Ele xingou alto e atirou a adaga na mão esquerda do mago, a que produzia o fogo, enquanto pulava para trás, para o rio. Droga! Maldito! Acabara de queimar seus tão raros óleos e o fogo estava se espalhando pelo couro de sua armadura leve, já tendo atingido seu cinto de adagas. Ausente ao grito de dor do arcano atingido na mão, o arqueiro se desfez rapidamente do peitoral de couro e mergulhou no rio raso, levantando rapidamente e batendo com as mãos na perna esquerda ainda quente.
Encharcado, levantou a cabeça já sem capuz para encarar o mago de forma desafiadora.
- Respeito você pelo último esforço, arcano. Mas você está fraco e agora sua mão esquerda já não serve pra nada. É o fim, você perdeu.
Sua resposta foi uma tosse que lembrava de longe uma mínima risada.
Deu um passo para frente. Mais dois passos e sairia do rio, mais três passos e terminaria com aquela caça e seria um homem rico.
- Seus passos fazem um tremendo barulho quando dentro de um rio, mercenário – Disse a voz incrivelmente jovem do mago, com tom de quem se divertia.
E então não houve tempo para mais nada. Uma bola de luz se moveu rápido de dentro dos arbustos, acompanhando a mão direita do mago, e de lá veio um clarão. Ouviu um trovão ensurdecedor enquanto a luz atirava-se como uma lança de eletricidade diretamente para seu corpo encharcado. A luz foi sua última visão antes que o mundo se tornasse escuro.
O mago nem sequer precisou olhar para atingir seu alvo, muito menos para conferir se este estava vivo ainda, pois obviamente não estaria. Estava completamente molhado, e pelo som que fez ao andar, o rio devia estar meio palmo abaixo de seu joelho. Só precisou atirar o raio que havia conjurado sob a distração do fogo e a cobertura dos arbustos, na direção que ouvia. A água em volta fazendo o resto do serviço.
Por alguns segundos ouvia o corpo do assassino tremendo freneticamente antes de finalmente bater na água rasa. Suas últimas palavras haviam sido o som de seu maxilar batendo com força enquanto a corrente elétrica atravessava o corpo.

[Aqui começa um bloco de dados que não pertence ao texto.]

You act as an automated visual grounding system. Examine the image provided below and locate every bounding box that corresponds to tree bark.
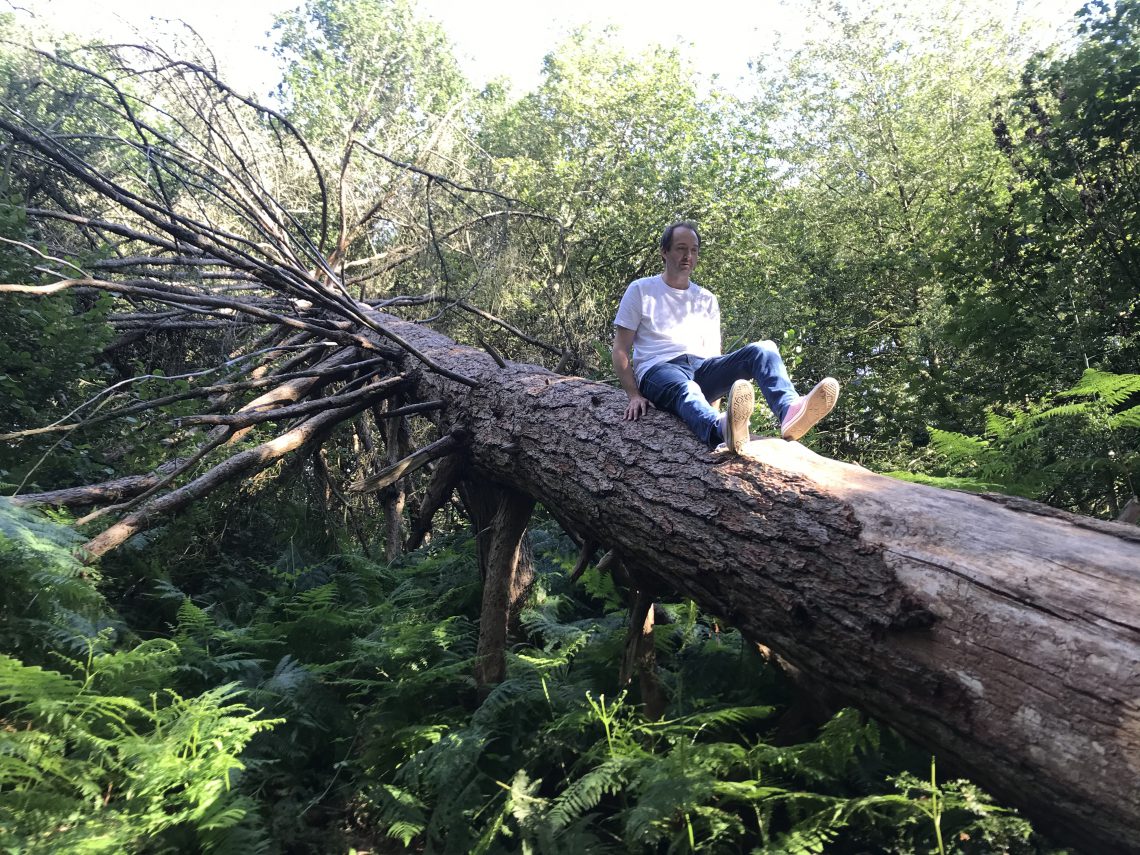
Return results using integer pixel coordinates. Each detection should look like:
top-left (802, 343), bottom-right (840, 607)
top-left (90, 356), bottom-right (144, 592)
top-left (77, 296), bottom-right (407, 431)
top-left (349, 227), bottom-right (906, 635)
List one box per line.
top-left (463, 483), bottom-right (535, 686)
top-left (367, 307), bottom-right (1140, 852)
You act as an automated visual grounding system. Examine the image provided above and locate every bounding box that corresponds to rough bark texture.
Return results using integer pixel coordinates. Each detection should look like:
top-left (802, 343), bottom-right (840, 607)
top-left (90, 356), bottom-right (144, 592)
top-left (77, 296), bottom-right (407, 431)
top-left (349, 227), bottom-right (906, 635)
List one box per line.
top-left (362, 305), bottom-right (1140, 852)
top-left (463, 483), bottom-right (535, 686)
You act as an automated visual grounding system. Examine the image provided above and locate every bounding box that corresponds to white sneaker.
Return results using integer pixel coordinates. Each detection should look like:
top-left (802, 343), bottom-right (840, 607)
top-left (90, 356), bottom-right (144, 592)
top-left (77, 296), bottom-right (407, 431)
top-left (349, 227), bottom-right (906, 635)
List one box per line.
top-left (724, 380), bottom-right (756, 454)
top-left (780, 377), bottom-right (839, 439)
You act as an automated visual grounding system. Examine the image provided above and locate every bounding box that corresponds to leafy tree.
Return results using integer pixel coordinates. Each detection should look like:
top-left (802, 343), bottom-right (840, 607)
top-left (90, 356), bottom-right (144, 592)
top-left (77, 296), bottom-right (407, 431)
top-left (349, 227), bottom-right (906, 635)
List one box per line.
top-left (950, 0), bottom-right (1140, 400)
top-left (481, 30), bottom-right (755, 363)
top-left (746, 6), bottom-right (1039, 463)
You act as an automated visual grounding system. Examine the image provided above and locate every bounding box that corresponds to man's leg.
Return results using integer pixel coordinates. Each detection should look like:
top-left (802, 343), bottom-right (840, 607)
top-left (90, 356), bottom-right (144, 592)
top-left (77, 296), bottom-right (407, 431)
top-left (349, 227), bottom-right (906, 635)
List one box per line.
top-left (693, 341), bottom-right (799, 423)
top-left (640, 357), bottom-right (724, 448)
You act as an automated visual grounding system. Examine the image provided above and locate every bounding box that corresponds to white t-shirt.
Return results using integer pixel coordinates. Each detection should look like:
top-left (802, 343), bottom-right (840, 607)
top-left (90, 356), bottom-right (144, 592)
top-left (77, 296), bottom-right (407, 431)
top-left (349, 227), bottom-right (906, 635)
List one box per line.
top-left (613, 274), bottom-right (720, 383)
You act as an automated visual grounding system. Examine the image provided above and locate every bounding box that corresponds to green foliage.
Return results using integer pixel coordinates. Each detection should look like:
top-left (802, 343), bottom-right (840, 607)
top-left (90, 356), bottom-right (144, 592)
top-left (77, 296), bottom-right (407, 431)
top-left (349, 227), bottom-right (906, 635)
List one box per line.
top-left (0, 503), bottom-right (276, 853)
top-left (948, 0), bottom-right (1140, 399)
top-left (893, 369), bottom-right (1140, 518)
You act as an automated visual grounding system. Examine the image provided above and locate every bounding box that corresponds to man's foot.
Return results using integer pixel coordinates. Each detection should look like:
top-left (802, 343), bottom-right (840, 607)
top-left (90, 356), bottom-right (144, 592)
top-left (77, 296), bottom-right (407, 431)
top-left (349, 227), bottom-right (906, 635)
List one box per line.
top-left (780, 377), bottom-right (839, 439)
top-left (724, 380), bottom-right (756, 454)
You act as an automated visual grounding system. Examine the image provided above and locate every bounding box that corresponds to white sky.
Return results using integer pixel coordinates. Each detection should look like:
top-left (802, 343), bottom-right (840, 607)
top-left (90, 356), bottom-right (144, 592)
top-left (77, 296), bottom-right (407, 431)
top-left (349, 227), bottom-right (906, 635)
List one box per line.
top-left (11, 0), bottom-right (1081, 95)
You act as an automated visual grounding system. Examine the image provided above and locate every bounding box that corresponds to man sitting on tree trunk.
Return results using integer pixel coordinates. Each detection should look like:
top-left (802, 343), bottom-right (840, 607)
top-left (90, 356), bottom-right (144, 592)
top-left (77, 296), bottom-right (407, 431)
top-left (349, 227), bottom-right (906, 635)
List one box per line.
top-left (613, 221), bottom-right (839, 454)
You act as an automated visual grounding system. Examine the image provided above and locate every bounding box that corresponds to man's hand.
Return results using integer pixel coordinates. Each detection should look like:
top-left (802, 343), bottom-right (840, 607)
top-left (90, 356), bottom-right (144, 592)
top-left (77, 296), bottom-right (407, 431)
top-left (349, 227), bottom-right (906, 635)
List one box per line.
top-left (626, 394), bottom-right (653, 422)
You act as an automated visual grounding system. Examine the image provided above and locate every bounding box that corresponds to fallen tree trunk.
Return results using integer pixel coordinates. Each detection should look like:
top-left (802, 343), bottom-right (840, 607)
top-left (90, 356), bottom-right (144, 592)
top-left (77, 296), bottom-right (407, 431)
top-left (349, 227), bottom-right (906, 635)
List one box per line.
top-left (367, 307), bottom-right (1140, 852)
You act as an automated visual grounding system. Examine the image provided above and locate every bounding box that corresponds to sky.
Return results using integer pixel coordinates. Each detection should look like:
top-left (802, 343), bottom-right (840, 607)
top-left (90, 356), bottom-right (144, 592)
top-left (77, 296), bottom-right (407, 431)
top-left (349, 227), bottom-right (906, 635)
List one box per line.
top-left (11, 0), bottom-right (1081, 95)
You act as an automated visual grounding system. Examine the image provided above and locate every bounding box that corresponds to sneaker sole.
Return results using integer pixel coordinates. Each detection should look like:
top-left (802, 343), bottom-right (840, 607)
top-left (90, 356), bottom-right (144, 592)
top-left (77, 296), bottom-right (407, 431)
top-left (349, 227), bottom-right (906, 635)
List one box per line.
top-left (781, 377), bottom-right (839, 440)
top-left (724, 380), bottom-right (756, 454)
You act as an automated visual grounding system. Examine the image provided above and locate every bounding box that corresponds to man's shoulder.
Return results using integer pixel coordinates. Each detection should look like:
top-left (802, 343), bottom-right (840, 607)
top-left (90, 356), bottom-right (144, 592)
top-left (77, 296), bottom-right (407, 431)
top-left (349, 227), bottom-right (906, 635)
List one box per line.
top-left (626, 279), bottom-right (666, 294)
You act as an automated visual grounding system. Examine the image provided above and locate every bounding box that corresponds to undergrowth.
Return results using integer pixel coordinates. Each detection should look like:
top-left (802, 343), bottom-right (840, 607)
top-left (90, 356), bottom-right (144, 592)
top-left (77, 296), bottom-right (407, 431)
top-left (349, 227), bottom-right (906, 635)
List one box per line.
top-left (0, 505), bottom-right (1067, 854)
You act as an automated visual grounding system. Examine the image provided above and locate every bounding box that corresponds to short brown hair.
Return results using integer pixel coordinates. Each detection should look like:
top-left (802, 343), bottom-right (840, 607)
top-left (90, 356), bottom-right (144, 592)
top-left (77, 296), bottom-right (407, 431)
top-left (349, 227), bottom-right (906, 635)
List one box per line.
top-left (661, 220), bottom-right (701, 252)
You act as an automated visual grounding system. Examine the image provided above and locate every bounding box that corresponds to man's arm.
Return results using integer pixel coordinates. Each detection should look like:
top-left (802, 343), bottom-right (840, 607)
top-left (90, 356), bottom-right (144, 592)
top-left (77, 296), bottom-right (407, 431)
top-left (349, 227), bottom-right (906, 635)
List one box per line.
top-left (611, 326), bottom-right (653, 422)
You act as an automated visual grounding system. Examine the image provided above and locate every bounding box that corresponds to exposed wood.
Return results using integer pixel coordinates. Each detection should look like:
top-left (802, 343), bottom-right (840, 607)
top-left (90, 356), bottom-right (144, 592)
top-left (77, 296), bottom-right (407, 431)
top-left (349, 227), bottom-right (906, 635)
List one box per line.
top-left (10, 461), bottom-right (180, 507)
top-left (408, 455), bottom-right (464, 549)
top-left (620, 587), bottom-right (669, 718)
top-left (349, 431), bottom-right (465, 492)
top-left (82, 404), bottom-right (367, 560)
top-left (1116, 496), bottom-right (1140, 526)
top-left (384, 401), bottom-right (412, 561)
top-left (467, 485), bottom-right (535, 686)
top-left (360, 307), bottom-right (1140, 850)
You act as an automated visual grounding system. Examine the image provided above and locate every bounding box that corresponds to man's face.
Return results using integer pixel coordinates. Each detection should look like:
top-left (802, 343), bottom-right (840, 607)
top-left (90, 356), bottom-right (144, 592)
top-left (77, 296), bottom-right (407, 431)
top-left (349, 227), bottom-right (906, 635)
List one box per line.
top-left (661, 228), bottom-right (700, 277)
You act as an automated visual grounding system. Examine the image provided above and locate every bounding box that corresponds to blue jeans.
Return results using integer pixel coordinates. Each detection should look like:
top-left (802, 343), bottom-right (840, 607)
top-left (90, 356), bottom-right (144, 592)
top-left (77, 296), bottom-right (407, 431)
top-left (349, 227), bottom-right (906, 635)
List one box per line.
top-left (638, 341), bottom-right (798, 448)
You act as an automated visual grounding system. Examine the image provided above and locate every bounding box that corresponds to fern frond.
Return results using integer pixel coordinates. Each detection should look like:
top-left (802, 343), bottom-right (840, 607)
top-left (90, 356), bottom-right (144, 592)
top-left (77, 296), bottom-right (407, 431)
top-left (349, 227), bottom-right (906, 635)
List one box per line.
top-left (1057, 368), bottom-right (1140, 407)
top-left (1108, 405), bottom-right (1140, 430)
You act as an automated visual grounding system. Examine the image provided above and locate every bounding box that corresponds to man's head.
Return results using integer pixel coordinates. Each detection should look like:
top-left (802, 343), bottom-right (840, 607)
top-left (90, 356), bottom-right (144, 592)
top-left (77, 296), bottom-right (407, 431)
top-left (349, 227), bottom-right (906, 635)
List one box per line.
top-left (661, 220), bottom-right (701, 252)
top-left (661, 221), bottom-right (701, 288)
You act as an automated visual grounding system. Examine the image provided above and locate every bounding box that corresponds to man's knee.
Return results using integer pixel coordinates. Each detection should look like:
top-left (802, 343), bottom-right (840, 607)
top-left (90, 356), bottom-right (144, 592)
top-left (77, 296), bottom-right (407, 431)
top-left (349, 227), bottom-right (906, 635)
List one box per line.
top-left (744, 339), bottom-right (780, 361)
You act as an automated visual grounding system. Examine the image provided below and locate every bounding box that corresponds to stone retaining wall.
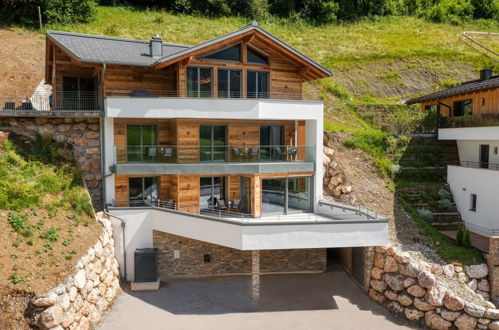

Cuspiu sangue e finalmente se entregou à dor da flecha enterrada no peito e da mão atravessada pela adaga, provavelmente envenenada. Cairia, mas seu inimigo iria junto com ele para o fim. Calculou que o fim para si não levaria mais do que alguns instantes.
Não repensou sua vida. Não se arrependeu de nada do que fez. Não houve túnel nem luz enquanto cerrava os olhos. Enquanto fechava seus olhos para este mundo, ouviu o barulho de cascos batendo com força e ritmo veloz, tremendo o chão sob si mesmo. Seria o cavaleiro da morte de quem ouvira falar?
Tudo escureceu e não houve mais como pensar ou saber nada.
Os cascos pararam ao seu lado. E não houve mais nada.